More awesome but less good than the previous book.

This volume collects The Authority, issues 9 through 16. The Ellis era concludes when the Earth's creator comes back to clean the place out. Mark Millar's run begins with the battle for Jenny Quantum and the political leadership of the world's nations, fighting against stand-ins for Marvel superheroes.

Structurally, the volumes would have been better split at issue 12. That would have brought all the Warren Ellis issues and Jenny Sparks arcs together. I presume there is some publishing reason to favor 6- or 8-issue collections rather than 12-, but as a reader, 4 or 12 issues would be better in this case. Even for those who do not care about when a writer leaves a comic, there is a clear break in the middle of this volume.

The pacing is right. I complained about that in the first volume, how events were insufficiently decompressed because massive battles were being resolved in single frames or mostly off-page and inferred. The assault on London was good pacing, but the rest of that volume was a bit rushed. This volume gives events time to unfold. Events remain a bit abrupt when the battle moves inside God (not spoiling that further, even if it is already well-known).

The last Ellis arc makes you love The Engineer. Her joie de vivre is uplifting. The first Millar arc starts giving Swift more of a role and personality, having her take over as the team's moral compass (such as it is) and making her more important as Shen (the person) than Swift (the hero). Which makes sense, given how very much she is not one of the team's big guns.

Both arcs in this volume share a problem with conveniently changing power levels. Maybe Jenny Sparks was building up that charge for a while, so we'll give her the epic conclusion. Apollo continues to be the major violator here, with him variably being knocked out in one-shot and then coming back to take out the guy that one-shot him, his entire team, and two other teams, all at once and without running low on power. There is the convenient mechanic of his being solar-powered, so you can always say he had a low charge, but given the difference it makes and how often this comes up, he should not be hanging out with a low charge. Midnighter ranges from "pretty badass" to "successfully fights all the X-Men at once." And The Doctor can somehow be turned off (?!).

On a plot hole/fridge logic note, that bit about The Doctor becomes relevant when he cannot get back to the ship. The ship lets them open doors anywhere on Earth. What, did he open his door a block away from where he wanted to be, walk the rest of the way, then walk back instead of opening a new door there? Bad call; even if he was high at the time, the rest of the team remains coherent.

The evil Avengers are well done. They are ridiculously over the top yet not entirely without subtlety or nuance. They are coarse, crude, cruel, and even more complete monsters than The Authority, which creates a necessary contrast. Their leader is amusingly cranky.

I note that we started each Ellis arc with the villain engaging in some violent atrocity. It sets the stage. The first Millar arc opened with The Authority slaughtering people. Granted, they were the bad guy's military, but it sets a different tone. Also, as with the end of the previous arc, they are clearly no threat to The Authority; if The Authority wants to take down the evil leader, they can teleport past the nation's military or just ignore incoming attacks that they can trivially deflect or dodge.

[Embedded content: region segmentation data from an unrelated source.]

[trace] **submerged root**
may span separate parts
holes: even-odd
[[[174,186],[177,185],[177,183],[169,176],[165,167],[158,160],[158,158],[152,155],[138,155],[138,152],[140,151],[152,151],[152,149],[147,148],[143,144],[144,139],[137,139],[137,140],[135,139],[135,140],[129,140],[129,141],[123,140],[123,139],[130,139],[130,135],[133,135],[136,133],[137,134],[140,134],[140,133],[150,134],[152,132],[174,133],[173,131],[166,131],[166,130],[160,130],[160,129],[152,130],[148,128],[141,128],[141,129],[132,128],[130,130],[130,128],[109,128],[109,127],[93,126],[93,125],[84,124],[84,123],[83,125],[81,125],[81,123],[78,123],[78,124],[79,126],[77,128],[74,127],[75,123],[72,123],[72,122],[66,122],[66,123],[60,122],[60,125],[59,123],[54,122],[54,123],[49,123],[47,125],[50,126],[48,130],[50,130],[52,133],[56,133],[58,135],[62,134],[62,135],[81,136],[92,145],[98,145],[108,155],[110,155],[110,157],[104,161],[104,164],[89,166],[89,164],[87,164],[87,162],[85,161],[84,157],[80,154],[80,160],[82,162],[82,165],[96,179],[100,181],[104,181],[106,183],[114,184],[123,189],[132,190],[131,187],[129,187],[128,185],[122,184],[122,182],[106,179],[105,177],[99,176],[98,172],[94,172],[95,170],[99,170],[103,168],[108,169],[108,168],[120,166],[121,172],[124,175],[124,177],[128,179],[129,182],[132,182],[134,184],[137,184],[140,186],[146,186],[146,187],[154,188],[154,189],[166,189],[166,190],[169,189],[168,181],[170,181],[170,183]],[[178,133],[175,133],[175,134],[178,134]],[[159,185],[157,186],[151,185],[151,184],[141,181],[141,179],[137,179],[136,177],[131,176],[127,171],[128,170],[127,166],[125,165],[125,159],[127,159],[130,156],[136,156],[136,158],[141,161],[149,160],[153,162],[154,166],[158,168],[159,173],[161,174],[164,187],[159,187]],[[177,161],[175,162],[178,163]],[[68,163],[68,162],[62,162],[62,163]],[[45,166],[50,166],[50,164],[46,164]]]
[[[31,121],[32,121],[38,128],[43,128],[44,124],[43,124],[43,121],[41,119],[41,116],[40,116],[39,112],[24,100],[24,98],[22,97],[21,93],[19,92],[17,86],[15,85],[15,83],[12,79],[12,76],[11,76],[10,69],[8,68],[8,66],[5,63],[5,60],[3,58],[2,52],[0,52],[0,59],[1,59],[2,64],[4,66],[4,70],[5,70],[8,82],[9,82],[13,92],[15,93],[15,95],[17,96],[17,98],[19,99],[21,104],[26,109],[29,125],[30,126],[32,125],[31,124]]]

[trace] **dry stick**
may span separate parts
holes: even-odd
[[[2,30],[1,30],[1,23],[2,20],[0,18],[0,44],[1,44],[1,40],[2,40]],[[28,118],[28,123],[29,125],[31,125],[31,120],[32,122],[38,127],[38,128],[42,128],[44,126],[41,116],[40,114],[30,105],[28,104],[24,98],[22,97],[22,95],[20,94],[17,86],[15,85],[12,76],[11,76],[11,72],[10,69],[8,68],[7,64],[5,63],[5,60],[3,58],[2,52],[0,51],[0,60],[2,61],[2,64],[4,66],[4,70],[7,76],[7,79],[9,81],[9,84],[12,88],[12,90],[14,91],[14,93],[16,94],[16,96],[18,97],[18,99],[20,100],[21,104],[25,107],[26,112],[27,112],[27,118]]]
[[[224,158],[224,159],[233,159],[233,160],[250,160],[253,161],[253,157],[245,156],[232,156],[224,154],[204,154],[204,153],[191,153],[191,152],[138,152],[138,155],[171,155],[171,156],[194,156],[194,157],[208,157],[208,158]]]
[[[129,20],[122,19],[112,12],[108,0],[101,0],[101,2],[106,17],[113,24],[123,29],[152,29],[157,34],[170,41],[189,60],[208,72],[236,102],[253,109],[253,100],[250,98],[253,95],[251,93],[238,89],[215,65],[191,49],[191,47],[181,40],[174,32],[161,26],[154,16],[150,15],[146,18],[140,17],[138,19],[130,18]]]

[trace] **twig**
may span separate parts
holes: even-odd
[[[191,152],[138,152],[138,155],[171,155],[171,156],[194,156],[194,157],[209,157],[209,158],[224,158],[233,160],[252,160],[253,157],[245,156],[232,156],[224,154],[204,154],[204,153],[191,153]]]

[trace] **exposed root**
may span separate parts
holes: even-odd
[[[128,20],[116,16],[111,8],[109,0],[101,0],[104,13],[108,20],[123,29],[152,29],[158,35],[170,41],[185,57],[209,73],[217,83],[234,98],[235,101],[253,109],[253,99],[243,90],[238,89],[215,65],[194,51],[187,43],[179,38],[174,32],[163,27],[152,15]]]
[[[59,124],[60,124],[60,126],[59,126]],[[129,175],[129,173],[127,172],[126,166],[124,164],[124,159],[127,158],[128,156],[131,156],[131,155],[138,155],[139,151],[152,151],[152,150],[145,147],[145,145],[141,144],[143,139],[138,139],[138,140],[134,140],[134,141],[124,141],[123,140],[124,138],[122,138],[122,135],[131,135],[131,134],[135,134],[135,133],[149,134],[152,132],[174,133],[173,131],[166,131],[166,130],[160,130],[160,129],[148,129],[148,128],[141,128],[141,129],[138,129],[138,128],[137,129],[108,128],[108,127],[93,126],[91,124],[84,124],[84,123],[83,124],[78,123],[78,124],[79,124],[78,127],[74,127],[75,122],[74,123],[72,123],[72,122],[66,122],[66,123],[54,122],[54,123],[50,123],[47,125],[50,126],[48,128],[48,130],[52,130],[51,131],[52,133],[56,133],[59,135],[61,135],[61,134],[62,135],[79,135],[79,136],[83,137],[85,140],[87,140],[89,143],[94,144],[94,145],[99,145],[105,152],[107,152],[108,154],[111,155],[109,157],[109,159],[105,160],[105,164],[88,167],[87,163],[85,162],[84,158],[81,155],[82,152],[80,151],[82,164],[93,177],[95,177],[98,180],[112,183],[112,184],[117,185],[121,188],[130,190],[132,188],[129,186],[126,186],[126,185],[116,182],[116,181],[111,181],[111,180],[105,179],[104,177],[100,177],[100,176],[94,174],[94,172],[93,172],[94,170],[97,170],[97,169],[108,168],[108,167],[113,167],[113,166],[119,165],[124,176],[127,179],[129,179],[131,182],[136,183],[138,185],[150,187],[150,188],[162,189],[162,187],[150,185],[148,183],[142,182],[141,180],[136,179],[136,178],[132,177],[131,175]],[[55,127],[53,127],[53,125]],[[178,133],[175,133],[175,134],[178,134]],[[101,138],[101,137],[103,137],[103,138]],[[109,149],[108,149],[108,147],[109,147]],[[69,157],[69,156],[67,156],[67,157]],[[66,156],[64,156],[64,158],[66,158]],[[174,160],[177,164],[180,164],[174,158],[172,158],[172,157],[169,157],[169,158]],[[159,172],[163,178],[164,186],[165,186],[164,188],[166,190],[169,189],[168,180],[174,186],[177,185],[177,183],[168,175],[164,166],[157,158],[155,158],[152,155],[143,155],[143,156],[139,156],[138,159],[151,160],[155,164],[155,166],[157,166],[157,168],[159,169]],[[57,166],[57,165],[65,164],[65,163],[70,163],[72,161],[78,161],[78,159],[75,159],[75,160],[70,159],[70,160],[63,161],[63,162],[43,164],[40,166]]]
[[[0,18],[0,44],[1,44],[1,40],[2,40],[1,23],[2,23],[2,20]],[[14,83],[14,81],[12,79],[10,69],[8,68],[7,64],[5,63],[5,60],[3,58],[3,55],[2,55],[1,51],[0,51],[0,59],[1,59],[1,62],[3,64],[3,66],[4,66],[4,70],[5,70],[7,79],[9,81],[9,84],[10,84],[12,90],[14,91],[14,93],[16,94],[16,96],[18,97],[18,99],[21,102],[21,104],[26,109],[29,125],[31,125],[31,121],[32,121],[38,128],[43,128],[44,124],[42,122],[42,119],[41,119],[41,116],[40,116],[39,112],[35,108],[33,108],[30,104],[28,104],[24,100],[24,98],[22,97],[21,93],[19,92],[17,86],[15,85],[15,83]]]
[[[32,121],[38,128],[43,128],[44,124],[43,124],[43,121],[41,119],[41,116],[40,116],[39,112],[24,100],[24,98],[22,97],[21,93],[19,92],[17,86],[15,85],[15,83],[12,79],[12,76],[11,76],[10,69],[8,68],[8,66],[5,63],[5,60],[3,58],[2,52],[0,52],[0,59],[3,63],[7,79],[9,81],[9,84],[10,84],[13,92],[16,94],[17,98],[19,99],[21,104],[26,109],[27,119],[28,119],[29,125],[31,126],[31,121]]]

This volume takes seriously the notion of making the world a better place, not just defending against super-powered threats. "A better place" might vary by the author, but The Authority is getting involved in political affairs. This will bear greater fruit in future volumes.

Finally, we see a bit of their having personal lives. The Authority do not have secret identities, although Angie apparently has an apartment in New York still. Instead, they have their own flying, inter-dimensional city, and they have huge parties. That is one way of keeping things on a grand scale.

Concerning Frank Quitely's art, I rather like the design of the re-done Marvel heroes. That must have been fun to make them different but recognizable.